We get many questions on old cars that need work and whether it is worth doing. The Previa is a very good machine and many have more miles on them than yours.

IF, and only if, the rest of the vehicle is OK and otherwise reliable, I would go for a rebuilt starter, which is apparently what you need. My wife’s Nissan had the exact same problem a few months back. We spent $360 on a rebuilt starter and cleaning up the connections, and we’re fine now.

So you want to junk the car because of a starter? I think that would give you a maximum of one car payment. Do you think the car would last 32 days with the new starter? If the answer is yes then go ahead and change it.

I think it’s junkyard time. It qualifies due to miles.

I’ve personally dealt with the same question. At 200,000 miles my '89 Toyota pickup needed a timing chain. Some said “why bother on a 200,000 mile engine”. I changed it anyway. I liked the truck.

It ran healthy (with an occasional part replacement, but nothing major) until it got totalled at 338,000 miles.
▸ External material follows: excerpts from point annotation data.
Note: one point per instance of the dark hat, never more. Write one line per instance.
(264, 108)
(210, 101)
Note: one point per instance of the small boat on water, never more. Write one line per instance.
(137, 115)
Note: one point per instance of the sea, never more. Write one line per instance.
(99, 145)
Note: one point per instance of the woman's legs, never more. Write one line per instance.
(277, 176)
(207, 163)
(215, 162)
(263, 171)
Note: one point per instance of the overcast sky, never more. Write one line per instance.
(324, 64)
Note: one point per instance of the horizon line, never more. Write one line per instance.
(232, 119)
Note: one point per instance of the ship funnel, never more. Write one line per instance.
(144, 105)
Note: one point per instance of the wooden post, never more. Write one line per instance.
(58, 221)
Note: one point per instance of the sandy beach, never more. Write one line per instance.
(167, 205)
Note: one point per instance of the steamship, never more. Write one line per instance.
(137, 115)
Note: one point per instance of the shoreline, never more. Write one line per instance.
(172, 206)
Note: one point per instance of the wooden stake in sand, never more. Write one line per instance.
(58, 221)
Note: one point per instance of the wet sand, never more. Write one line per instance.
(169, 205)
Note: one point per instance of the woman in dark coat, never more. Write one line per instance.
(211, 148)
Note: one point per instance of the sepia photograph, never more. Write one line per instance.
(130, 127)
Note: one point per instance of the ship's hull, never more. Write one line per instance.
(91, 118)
I miss my truck.

If you like it, it serves your needs, and is otherwise running respectably, you’d be foolish not to repair it. That’s my opinion.
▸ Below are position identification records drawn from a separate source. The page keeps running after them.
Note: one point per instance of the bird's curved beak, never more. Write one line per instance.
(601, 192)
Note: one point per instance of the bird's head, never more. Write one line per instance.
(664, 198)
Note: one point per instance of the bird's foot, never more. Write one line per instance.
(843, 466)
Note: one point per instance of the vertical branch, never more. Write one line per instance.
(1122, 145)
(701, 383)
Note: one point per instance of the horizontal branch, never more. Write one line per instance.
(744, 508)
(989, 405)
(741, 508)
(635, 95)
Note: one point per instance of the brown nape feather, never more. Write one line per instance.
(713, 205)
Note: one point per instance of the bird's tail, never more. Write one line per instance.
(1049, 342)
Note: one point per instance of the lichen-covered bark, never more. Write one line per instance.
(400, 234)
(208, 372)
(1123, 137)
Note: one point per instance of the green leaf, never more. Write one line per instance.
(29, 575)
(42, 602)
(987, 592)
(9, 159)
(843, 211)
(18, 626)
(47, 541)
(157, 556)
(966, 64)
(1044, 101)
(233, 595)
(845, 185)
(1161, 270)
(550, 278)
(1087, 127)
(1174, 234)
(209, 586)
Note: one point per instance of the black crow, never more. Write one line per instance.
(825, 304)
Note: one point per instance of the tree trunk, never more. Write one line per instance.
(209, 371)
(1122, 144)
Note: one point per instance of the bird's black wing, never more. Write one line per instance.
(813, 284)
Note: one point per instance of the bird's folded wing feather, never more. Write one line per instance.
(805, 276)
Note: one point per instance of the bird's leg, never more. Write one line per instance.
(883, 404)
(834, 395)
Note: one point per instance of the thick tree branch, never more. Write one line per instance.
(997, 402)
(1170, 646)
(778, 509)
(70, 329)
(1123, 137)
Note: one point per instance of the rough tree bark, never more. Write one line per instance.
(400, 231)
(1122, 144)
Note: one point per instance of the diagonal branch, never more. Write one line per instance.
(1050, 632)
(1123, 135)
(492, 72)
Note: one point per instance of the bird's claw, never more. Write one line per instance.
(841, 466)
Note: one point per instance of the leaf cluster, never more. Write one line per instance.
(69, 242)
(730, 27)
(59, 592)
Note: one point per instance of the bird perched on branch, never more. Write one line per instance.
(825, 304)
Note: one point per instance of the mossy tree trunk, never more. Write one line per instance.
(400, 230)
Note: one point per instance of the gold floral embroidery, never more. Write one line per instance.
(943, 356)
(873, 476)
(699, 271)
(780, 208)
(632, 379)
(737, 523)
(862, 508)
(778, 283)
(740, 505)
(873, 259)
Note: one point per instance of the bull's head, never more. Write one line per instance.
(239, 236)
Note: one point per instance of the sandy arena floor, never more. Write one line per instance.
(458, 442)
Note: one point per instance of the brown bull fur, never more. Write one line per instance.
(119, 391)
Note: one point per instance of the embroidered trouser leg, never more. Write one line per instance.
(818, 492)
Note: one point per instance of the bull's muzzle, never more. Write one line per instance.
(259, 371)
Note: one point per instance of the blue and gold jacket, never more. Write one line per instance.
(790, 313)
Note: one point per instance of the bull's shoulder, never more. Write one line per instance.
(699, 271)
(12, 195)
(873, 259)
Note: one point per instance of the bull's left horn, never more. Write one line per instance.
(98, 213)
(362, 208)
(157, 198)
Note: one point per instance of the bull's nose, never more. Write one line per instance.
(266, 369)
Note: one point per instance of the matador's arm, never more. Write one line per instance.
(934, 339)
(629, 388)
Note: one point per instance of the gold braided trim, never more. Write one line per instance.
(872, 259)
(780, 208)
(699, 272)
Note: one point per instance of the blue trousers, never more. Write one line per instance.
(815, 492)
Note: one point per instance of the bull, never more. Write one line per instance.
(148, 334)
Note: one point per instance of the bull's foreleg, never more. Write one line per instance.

I know that Toyota’s are expensive to repair but I had replaced my starter in my ford for about $240. Your’s might run $300. I would generally state than any repair under about $400 is almost ALWAYS worth it, because if your car is in moderately good shape you could sell it for something around there even if it’s old.
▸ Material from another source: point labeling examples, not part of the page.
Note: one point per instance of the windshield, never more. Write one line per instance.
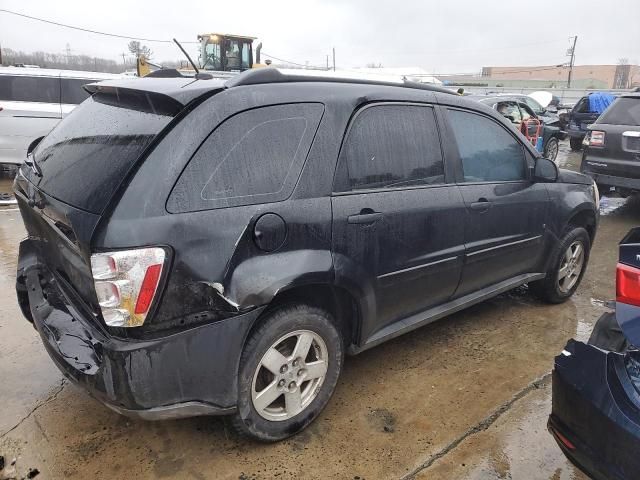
(84, 159)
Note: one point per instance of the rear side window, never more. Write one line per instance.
(254, 157)
(72, 92)
(623, 111)
(488, 152)
(87, 155)
(22, 88)
(391, 146)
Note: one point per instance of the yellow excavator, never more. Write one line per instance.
(219, 52)
(222, 52)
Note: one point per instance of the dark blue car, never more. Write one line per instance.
(596, 386)
(584, 113)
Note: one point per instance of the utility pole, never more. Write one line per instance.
(571, 52)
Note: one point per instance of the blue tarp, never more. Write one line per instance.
(599, 101)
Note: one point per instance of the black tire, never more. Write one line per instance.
(575, 143)
(548, 289)
(551, 149)
(278, 324)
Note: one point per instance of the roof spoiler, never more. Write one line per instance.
(140, 100)
(273, 75)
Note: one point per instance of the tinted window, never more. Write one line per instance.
(86, 156)
(21, 88)
(72, 91)
(623, 111)
(392, 146)
(488, 152)
(253, 157)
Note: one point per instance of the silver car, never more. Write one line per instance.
(32, 102)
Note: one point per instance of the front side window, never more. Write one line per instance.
(22, 88)
(488, 152)
(253, 157)
(392, 146)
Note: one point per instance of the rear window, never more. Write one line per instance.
(22, 88)
(72, 92)
(624, 111)
(255, 156)
(86, 156)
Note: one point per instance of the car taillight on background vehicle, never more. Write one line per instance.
(126, 282)
(594, 139)
(627, 284)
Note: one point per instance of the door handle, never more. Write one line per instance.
(482, 205)
(366, 216)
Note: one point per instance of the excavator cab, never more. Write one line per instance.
(226, 53)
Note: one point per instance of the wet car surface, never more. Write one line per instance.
(467, 397)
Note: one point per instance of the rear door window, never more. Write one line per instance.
(488, 152)
(390, 146)
(72, 92)
(23, 88)
(87, 155)
(255, 156)
(623, 111)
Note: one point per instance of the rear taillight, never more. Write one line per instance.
(126, 283)
(627, 284)
(595, 139)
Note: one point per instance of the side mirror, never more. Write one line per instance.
(33, 145)
(545, 171)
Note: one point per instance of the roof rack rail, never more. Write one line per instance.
(267, 75)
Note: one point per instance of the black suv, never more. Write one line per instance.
(200, 247)
(612, 146)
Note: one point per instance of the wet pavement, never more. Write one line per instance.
(466, 397)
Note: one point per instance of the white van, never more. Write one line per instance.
(32, 102)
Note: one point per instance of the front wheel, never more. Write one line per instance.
(567, 267)
(551, 149)
(575, 143)
(288, 372)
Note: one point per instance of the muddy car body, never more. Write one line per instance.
(252, 263)
(596, 385)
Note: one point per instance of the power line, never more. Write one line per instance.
(115, 35)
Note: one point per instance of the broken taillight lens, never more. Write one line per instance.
(627, 284)
(126, 283)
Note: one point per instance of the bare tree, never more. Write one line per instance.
(137, 49)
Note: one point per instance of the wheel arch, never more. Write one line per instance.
(585, 218)
(338, 301)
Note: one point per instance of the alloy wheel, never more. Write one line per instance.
(289, 375)
(571, 266)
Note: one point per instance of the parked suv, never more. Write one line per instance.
(209, 247)
(32, 102)
(612, 146)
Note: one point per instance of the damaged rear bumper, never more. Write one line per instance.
(193, 372)
(597, 410)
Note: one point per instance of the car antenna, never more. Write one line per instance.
(199, 76)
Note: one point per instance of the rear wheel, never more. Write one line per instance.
(569, 262)
(551, 149)
(575, 143)
(288, 372)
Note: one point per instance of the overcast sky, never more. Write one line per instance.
(443, 37)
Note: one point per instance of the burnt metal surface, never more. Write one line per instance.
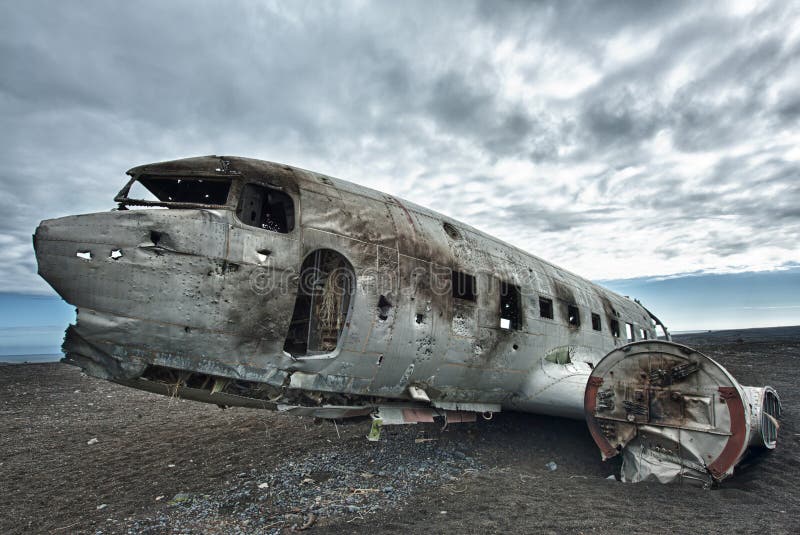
(244, 282)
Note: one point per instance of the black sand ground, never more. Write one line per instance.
(483, 478)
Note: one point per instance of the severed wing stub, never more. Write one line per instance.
(675, 414)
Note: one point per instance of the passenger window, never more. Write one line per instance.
(510, 307)
(574, 315)
(266, 208)
(629, 332)
(546, 307)
(464, 286)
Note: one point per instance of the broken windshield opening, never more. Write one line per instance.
(175, 192)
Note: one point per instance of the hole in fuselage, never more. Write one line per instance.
(383, 308)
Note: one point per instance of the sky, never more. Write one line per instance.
(625, 141)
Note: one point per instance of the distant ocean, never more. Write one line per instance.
(30, 359)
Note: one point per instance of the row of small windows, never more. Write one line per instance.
(464, 287)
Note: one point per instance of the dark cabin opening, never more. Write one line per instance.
(546, 307)
(629, 332)
(266, 208)
(464, 286)
(615, 328)
(174, 191)
(327, 283)
(510, 307)
(574, 315)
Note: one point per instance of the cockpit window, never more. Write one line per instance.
(175, 192)
(266, 208)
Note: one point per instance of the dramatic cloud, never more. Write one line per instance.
(618, 139)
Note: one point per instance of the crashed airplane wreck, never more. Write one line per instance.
(247, 283)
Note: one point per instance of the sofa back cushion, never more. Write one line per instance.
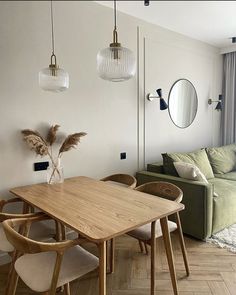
(222, 159)
(198, 158)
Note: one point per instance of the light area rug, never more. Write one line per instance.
(225, 238)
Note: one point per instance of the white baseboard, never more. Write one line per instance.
(4, 258)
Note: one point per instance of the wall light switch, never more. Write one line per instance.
(41, 166)
(123, 156)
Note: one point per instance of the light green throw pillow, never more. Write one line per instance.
(198, 158)
(222, 159)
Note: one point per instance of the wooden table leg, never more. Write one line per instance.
(112, 255)
(102, 268)
(153, 256)
(169, 253)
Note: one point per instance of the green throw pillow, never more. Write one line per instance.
(168, 165)
(222, 159)
(198, 158)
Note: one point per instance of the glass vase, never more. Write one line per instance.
(55, 173)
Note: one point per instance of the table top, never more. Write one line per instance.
(96, 209)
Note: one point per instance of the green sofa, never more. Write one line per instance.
(209, 206)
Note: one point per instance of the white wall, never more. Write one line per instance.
(108, 112)
(168, 58)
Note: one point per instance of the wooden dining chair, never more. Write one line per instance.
(143, 234)
(41, 231)
(127, 181)
(44, 267)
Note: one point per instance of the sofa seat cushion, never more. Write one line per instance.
(222, 159)
(198, 158)
(224, 204)
(230, 176)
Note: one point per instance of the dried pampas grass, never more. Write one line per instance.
(52, 134)
(36, 144)
(71, 142)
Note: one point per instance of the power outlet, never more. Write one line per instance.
(39, 166)
(123, 156)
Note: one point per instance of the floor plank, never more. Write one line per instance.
(213, 271)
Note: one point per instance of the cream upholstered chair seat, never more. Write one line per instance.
(40, 231)
(36, 270)
(144, 232)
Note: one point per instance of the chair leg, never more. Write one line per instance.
(182, 244)
(140, 245)
(112, 255)
(67, 289)
(13, 277)
(146, 248)
(110, 249)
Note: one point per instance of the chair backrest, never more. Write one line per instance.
(162, 189)
(126, 179)
(25, 245)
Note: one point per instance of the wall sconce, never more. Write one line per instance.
(219, 102)
(163, 104)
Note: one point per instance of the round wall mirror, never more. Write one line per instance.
(182, 103)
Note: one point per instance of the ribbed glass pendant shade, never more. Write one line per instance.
(55, 80)
(116, 64)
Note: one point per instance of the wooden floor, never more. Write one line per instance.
(213, 271)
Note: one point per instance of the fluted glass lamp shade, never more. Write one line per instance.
(116, 64)
(55, 80)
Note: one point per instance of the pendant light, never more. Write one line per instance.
(116, 63)
(53, 78)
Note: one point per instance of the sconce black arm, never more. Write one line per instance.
(163, 104)
(219, 102)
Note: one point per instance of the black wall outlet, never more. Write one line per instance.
(41, 166)
(122, 156)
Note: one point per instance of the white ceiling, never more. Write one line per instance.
(212, 22)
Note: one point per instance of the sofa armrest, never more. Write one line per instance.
(197, 217)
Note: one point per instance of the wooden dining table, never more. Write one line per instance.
(101, 211)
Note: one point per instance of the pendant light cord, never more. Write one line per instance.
(52, 26)
(115, 17)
A starter’s not that big a deal. If the rest of the vehicle is in decent shape, I’d say go ahead and put a new starter in there. They eventually wear out, just like lots of things.

If its that tough of a decision, just put a junk yard starter in it. Chances are that it will last the rest of the life of the van. One question though… Why were you pushing it around in Drive??? Its much easier to push around in “N”…

transman

Fallicy. Some Fords are beyond expensive to repair and some Toyota’s. Very model specific and age specific. You cannot make a real statement on that.

I owned a Previa for a LONG time. Try checking the starter relay. Starters on these vehicles last a very long time so it is doubtful you burned through one in three years.

I know that Toyota’s are expensive to repair

No more then Fords or Chevy’s. It depends on the vehicle and the part…I’ve seen Ford and GM parts that cost 2-3 times what a Toyota part costs and visa-versa.